Azure
<!-- TODO: expand -->Azure AI Speech (formerly Azure Cognitive Services Speech) is Microsoft's text-to-speech service. JSON2Video integrates with Azure for high-quality voiceovers, particularly when you need:
- Languages and neural voices not covered by ElevenLabs.
- Enterprise / compliance requirements that mandate Azure as the AI provider.
- SSML support for fine-grained pronunciation, breaks, and prosody control.
How it appears in JSON2Video
Reference Azure on a voice element by setting model to an Azure model name:
{
"type": "voice",
"model": "azure",
"voice": "en-US-JennyNeural",
"text": "Hello, this is an Azure-generated voiceover."
}
The voice field expects an Azure voice short name. See json2video.com/ai-voices/azure for the catalog of supported voices, or refer to Microsoft's voice gallery for the complete list.
Bring your own Azure subscription
To use your own Azure subscription (and pay Microsoft directly):
- In the Azure portal, create or pick a Speech resource.
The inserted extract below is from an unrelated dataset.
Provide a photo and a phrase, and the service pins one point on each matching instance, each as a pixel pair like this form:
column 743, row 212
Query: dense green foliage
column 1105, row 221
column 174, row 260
Note the region and the API key.
- Create a Connection at json2video.com/dashboard/connections of type Azure, paste the key, and set the region.
- Reference the Connection on the voice element:
{
"type": "voice",
"model": "azure",
"connection": "my-azure",
"voice": "en-US-JennyNeural",
"text": "Hello, world!"
}
SSML support
Azure voices accept SSML input for tags like <break>, <prosody>, <phoneme>. Pass SSML via the text field; the engine forwards it directly to Azure.
Cost
JSON2Video-billed usage is documented in the credit consumption table. With a Connection, Azure bills your subscription per the Speech service pricing.